C’est là que l’intervalle de confiance intervient. Les auteurs nous précisent que celui-ci est de [0,65 à 1,06] pour un p=0,05. Il y a donc 95% de chance que le chiffre réel du risque relatif se situe entre 0,65 et 1,06. Or, il est statistiquement impossible de conclure à un résultat significatif si le chiffre 1 appartient à l’intervalle de confiance. Pourtant tant que le RR est compris entre 0,65 et 0,99: la chloroquine est efficace Dès lors qu’il pourrait être compris entre 1 et 1,06: la chloroquine serait sans effet (voire aggravante, à hauteur de 6%). Sans être statisticien, on mesure intuitivement où se situe la réalité la plus probable.
De l’Art d’interpréter des chiffres
Comme c’est ballot ! A 0,06 près, l’hydroxychloroquine était reconnue comme nettement efficace sur la COVID-19 ! En effet, si l’intervalle avait été [0,65; 0,99], les résultats auraient été sans appel en faveur de l’hydroxychloroquine. Mais, il n’en est rien. Roulement de tambour: l’hydroxychloroquine est définitivement prouvée comme inutile sur la maladie du coronavirus. Vraiment ? Il s’en est pourtant fallu de très peu pour que la méta-analyse de Fiolet viennent infirmer son intuition de départ. Il a eu chaud le bougre. Trahi par son propre travail. On imagine la déconvenue.
Et pourtant, il suffirait de choisir un p=0,1 (10%) pour resserrer un peu l’intervalle de confiance. On exclurait très vite la valeur 1 de l’intervalle de confiance. Le résultat serait alors tout autre. Il est ainsi licite de tirer une conclusion bien différente de la méta-analyse. On a 90% de chance que le risque relatif appartienne à un intervalle de confiance dont la valeur supérieure reste bien inférieure à 1.
Donc, 90% de chance que l’hydroxychloroquine ait bien un effet protecteur sur la mortalité par COVID-19.

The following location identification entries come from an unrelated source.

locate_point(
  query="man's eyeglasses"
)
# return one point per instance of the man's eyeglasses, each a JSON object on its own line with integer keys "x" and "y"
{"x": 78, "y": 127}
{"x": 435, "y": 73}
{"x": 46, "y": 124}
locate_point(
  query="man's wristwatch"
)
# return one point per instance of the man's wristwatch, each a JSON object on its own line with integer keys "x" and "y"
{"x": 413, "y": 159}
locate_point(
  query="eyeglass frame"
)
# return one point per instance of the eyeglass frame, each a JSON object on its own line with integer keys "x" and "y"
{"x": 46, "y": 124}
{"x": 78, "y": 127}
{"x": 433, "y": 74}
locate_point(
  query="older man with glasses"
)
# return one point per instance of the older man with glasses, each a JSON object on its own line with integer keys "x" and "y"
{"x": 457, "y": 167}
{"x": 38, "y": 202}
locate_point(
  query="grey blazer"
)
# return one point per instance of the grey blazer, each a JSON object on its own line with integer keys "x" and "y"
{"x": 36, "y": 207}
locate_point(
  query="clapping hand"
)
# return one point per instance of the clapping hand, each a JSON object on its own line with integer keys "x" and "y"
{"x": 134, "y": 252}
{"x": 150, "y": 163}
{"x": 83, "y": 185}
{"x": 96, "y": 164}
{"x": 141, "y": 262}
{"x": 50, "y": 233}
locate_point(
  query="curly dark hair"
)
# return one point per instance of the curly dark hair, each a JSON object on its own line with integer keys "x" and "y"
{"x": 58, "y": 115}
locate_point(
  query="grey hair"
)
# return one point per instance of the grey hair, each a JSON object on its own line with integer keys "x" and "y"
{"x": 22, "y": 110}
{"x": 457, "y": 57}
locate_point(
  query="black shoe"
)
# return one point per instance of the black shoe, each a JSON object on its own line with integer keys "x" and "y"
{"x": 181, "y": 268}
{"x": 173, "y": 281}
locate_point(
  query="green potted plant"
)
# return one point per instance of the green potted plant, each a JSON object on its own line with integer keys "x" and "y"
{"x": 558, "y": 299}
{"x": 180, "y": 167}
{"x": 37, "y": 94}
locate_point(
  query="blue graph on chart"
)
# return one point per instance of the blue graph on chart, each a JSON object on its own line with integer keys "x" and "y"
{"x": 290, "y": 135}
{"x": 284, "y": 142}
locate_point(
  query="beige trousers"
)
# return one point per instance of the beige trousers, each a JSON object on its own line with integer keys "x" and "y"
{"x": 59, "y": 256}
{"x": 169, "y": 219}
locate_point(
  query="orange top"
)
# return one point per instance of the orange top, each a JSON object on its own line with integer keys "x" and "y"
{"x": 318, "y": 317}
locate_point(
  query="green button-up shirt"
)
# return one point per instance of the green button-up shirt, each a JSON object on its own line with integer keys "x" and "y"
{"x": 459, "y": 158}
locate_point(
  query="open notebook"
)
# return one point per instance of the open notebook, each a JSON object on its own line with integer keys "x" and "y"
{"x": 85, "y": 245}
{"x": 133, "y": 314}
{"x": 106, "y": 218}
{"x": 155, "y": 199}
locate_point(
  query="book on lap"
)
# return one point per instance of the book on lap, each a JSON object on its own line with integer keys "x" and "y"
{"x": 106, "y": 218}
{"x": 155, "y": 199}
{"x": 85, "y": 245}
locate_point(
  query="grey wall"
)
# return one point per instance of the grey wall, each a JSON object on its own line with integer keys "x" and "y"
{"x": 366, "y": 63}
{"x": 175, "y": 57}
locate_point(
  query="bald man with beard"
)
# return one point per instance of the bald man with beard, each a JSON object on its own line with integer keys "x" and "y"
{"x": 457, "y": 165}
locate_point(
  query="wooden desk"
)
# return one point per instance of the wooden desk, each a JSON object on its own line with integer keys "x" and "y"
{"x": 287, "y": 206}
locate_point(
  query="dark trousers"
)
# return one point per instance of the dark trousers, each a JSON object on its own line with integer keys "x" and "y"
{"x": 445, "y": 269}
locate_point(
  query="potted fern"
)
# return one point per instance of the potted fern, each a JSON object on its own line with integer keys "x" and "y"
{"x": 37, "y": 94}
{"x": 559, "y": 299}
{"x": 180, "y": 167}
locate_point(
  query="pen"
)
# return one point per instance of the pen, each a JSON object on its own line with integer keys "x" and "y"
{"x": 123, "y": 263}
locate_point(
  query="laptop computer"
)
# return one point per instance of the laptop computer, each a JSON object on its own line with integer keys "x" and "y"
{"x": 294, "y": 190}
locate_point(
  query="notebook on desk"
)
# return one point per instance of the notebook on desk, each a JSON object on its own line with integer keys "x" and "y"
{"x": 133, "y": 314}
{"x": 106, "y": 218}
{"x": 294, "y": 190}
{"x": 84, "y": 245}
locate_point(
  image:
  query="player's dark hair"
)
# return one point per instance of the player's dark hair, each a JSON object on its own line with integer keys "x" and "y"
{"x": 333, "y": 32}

Une sélection drastique des études: risque élevé de biais de sélection
Méthodologie de la méta-analyse
839 articles identifiés. 564 articles qui ne réunissent pas les « critères d’inclusion ». Seulement 21 articles inclus finalement dans la méta-analyse. Parmi eux, ils n’en restent que 17 qui évaluent l’usage d’hydroxychloroquine seule.
Cherry Picking ?
17 études sur les 839 articles identifiés. On retient donc 2% de la littérature portant sur le sujet. Il est incontestable que nombreuses études sont inexploitables tant elles comportent de biais et tant la méthodologie est défaillante. Néanmoins, invoquer le risque de biais de sélection n’est peut-être pas totalement passible de procès pour complotisme. Imaginons qu’une seule étude ait été injustement écartée de la base de calculs. Des variations mineures des résultats finaux auraient pu être induites. Variations mineures de 0,06 par exemple ?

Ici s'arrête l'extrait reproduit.